Comme prévu, le matin du match, on fit les photos d’équipe. Le président Gérard avait réuni tous ceux qui faisaient partie du beau projet de Tous Ensemble pour la Troisième Division. Y avait même le petit caniche de l’épouse du maire. Alors, on fit d’abord une première photo avec tout le monde, puis une photo rien qu’avec le maire pour la mairie, et une autre avec le maire, sa femme et le petit caniche pour leur maison, puis avec le patron de Pantalonnade pour sa boutique et aussi avec le patron de l’Auberge Blanche, pour son restaurant, et enfin, bien sûr la dernière photo avec le patron de Sport Shopping pour son magasin. On la doubla d’ailleurs, car il avait deux magasins.

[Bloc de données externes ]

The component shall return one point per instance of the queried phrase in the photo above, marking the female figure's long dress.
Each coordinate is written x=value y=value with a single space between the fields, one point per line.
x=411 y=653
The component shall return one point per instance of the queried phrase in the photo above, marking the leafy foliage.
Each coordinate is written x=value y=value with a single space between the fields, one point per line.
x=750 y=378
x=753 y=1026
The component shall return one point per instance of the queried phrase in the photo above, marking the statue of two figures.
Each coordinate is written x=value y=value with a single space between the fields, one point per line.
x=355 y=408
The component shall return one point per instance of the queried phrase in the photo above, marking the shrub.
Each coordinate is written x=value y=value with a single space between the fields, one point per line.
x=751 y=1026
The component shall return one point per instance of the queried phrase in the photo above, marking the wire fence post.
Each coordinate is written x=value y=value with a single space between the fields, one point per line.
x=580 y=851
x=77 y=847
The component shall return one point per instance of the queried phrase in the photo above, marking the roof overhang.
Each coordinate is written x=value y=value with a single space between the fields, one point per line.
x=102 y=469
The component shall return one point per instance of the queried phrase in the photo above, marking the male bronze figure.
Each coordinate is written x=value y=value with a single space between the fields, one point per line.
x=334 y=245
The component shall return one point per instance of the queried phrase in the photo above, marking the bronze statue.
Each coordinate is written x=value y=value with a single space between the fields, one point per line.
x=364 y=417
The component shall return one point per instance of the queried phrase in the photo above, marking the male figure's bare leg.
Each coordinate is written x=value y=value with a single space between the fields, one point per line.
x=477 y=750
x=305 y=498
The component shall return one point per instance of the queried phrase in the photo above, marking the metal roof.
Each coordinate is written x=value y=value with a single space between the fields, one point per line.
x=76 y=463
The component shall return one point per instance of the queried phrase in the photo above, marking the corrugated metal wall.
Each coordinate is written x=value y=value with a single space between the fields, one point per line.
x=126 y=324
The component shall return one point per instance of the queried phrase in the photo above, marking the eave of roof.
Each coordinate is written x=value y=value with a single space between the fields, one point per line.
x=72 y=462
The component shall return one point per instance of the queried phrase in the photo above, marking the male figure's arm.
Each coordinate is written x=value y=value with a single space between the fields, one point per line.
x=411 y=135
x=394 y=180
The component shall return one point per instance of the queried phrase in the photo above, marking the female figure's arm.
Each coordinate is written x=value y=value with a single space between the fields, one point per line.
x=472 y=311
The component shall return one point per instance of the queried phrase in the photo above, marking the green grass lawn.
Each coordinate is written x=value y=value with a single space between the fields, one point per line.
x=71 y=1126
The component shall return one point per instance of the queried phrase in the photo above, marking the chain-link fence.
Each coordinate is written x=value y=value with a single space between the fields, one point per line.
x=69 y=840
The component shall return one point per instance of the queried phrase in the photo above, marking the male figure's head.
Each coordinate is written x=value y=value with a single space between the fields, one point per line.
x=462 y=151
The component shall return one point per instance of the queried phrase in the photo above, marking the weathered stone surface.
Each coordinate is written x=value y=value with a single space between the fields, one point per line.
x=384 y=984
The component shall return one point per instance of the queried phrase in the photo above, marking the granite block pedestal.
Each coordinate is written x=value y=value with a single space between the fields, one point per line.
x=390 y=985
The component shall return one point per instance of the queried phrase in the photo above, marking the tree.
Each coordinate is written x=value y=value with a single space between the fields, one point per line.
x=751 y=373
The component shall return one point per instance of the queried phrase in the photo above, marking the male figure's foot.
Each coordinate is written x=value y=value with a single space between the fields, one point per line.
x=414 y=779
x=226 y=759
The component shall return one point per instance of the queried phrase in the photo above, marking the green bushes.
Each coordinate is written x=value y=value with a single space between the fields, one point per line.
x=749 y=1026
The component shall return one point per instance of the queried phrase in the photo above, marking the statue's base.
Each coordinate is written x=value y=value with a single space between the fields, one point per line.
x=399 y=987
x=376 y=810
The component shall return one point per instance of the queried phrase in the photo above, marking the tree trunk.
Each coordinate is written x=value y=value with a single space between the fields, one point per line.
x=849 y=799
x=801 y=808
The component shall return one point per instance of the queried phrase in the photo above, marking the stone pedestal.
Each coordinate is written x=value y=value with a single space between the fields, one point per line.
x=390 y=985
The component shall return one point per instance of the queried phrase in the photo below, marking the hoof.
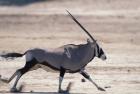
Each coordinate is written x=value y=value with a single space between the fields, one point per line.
x=14 y=90
x=5 y=80
x=101 y=89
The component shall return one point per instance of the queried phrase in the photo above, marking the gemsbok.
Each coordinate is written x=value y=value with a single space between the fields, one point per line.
x=68 y=58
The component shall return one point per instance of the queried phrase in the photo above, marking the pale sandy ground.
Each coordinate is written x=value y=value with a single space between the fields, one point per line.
x=114 y=23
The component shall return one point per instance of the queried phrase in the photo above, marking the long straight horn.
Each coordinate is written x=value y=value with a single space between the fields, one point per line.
x=81 y=26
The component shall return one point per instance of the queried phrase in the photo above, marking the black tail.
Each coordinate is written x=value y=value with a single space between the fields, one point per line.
x=11 y=55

Ensuite, on alla tous déjeuner dans le nouveau club-house avant de jouer. Enfin nous les joueurs, parce que les autres, les partenaires, ils déjeunaient à l’Auberge Blanche. Les nouveaux s’étaient assis ensemble pour parler du match. Puis ils s’étaient infiltrés chez les anciens qui allaient le jouer pour quelques ultimes conseils. Le silence étant de rigueur, on n’entendait que des chuchotements. Nous, les anciens qui jouions en lever de rideau, avions disparu très vite dans les vestiaires. Excepté Loulou ! Eh oui, des six nouveaux que le président Gérard avait recrutés, N 10 ne jouerait pas. Une légère contracture au dernier entraînement l’avait contraint à renoncer.

Bone dut titulariser Loulou

C’est Loulou qui nous raconta la suite de l’avant-match après la rencontre. C’est qu’on avait voulu savoir ce qu’était un avant-match de la troisième division. Rien n’avait été laissé au hasard. La tactique fut répétée dix fois : on joue devant, on joue chez eux, on les bouscule, on les fait tomber au sol, il fallait de la haine à ce niveau-là… d’ailleurs, il ne fallait pas avoir peur, ils n’étaient pas si impressionnants que cela… Bone en avait croisé quelques-uns dans le couloir… qu’il les avait même trouvés plutôt inquiets… alors, il fallait en profiter, la victoire aurait un retentissement national !…

48 à 3… Pour un baptême, ce fut une extrême-onction ! Les invités du président Gérard, partenaires de Tous Ensemble pour la Troisième Division, ainsi que leurs familles avaient la mine déconfite dans le nouveau club-house. Le président aussi d’ailleurs, et Bone tout autant.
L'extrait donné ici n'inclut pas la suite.